A large number of businesses in the UK are putting their sensitive data at risk by failing to fully recognise the threat posed by cyber crime.
This is according to a new study by PwC, which revealed there was a 38 per cent increase in the number of information security incidents detected in 2015 compared with the previous year. However, it also found almost one in ten British enterprises do not know how many attacks they have had in the last 12 months.
The consequences of failing to recognise and respond the attacks quickly could be significant, as the study estimated the average cost of an incident now stands at £1.7 million.

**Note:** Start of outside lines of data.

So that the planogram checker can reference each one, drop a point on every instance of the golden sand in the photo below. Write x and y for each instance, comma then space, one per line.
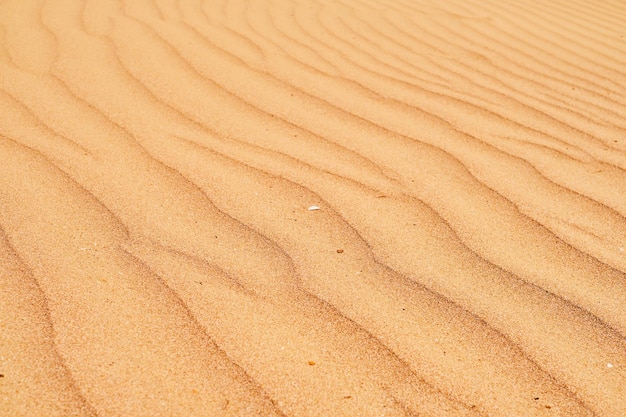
312, 208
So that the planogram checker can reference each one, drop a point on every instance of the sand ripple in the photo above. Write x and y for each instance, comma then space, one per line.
158, 159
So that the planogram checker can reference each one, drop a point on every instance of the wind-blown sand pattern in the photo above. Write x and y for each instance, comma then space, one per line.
157, 164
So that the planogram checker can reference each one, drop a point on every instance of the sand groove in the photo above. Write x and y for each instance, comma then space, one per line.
157, 162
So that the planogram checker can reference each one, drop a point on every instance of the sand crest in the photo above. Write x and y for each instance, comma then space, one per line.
312, 208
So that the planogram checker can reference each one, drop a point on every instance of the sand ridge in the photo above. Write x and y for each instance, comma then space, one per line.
159, 158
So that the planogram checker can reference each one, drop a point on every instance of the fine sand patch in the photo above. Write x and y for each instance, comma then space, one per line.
312, 208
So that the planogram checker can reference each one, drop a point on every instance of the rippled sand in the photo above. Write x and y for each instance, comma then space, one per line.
161, 255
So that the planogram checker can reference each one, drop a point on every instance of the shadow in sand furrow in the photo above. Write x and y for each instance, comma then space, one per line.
310, 359
415, 324
123, 335
425, 250
46, 388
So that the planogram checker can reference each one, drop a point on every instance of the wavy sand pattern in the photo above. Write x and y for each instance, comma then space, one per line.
158, 159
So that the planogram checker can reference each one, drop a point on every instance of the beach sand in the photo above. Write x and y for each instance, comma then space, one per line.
312, 208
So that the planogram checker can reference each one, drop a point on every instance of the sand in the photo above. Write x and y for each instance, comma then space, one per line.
312, 208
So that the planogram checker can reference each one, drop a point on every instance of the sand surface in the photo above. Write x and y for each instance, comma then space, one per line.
312, 208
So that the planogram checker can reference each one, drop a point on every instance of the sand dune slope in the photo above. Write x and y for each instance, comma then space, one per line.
312, 208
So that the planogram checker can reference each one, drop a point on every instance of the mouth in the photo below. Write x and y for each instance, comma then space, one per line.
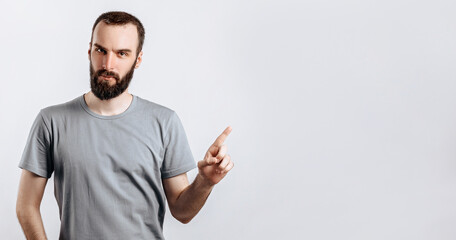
107, 77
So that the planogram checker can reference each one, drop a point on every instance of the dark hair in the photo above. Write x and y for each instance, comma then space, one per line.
122, 18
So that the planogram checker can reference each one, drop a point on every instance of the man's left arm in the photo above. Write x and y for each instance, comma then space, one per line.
186, 200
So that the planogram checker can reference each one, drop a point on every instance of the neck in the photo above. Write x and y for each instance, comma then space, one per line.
111, 107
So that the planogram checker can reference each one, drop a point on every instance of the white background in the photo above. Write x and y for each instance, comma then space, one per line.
343, 112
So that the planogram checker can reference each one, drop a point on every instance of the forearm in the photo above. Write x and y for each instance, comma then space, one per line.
31, 222
192, 199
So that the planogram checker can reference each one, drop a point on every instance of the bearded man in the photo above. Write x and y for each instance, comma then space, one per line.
117, 158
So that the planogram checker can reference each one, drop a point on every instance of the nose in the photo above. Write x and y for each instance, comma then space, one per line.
109, 61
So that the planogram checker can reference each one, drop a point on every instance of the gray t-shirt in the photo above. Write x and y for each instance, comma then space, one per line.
108, 170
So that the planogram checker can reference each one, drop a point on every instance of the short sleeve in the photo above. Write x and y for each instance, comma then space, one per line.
178, 157
37, 154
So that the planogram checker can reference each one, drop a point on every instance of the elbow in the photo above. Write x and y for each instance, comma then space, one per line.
181, 219
184, 220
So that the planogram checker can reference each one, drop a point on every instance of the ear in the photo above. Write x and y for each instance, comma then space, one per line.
90, 49
138, 60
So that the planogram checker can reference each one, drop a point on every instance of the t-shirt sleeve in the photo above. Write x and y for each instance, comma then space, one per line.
178, 157
37, 154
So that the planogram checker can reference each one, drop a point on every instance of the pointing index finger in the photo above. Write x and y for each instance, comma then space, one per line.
220, 139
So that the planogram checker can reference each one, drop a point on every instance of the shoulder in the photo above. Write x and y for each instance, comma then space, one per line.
154, 109
61, 109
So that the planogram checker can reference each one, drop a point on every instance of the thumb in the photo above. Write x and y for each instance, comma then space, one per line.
207, 161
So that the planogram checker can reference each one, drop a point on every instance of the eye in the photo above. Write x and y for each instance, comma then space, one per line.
100, 50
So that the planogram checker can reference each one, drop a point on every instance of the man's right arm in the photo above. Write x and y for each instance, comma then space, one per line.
31, 190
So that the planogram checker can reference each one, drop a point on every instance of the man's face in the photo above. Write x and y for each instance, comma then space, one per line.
113, 59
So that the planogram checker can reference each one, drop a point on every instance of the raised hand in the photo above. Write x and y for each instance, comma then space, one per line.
216, 163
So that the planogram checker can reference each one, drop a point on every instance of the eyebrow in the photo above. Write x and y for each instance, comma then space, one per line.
119, 50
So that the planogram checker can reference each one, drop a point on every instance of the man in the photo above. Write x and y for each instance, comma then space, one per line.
116, 157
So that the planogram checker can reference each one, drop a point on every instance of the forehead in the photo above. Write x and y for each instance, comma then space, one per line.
116, 36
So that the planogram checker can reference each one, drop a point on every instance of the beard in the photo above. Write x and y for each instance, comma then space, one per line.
102, 89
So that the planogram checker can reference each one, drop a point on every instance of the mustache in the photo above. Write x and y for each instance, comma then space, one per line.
106, 73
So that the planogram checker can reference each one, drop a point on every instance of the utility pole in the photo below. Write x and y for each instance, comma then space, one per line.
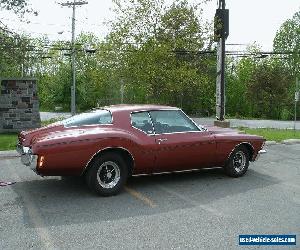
221, 33
297, 97
73, 60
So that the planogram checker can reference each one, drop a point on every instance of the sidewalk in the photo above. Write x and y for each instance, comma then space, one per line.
234, 123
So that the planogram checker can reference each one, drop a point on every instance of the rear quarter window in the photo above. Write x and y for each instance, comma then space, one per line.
90, 118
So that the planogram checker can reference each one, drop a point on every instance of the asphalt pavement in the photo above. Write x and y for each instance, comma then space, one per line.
199, 210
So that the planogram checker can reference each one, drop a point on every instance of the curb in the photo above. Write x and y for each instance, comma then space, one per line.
9, 154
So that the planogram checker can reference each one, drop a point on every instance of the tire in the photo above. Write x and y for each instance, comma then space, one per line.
238, 162
107, 174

Richard Horne, PwC cyber security partner, commented that businesses cannot afford to stand still in today's increasingly digitised and inter-connected world.
He said: "They need to prepare and continually test their defences - and respond to breaches - in the face of incredibly sophisticated attacks. This requires commitment and leadership from the very top of an organisation to prevent breaches, but also to detect and respond to them rapidly and in the right way when they happen."
One of the biggest challenges for many enterprises is understanding the new risks that have emerged in the past couple of years, and what vulnerabilities they need to be focusing on.
For example, developments such as cloud computing, big data and the Internet of Things (IoT) will require companies to come up with new ways of managing security in order to protect their digital assets. But the survey found some businesses are much more advanced than others when it comes to putting these measures into practice.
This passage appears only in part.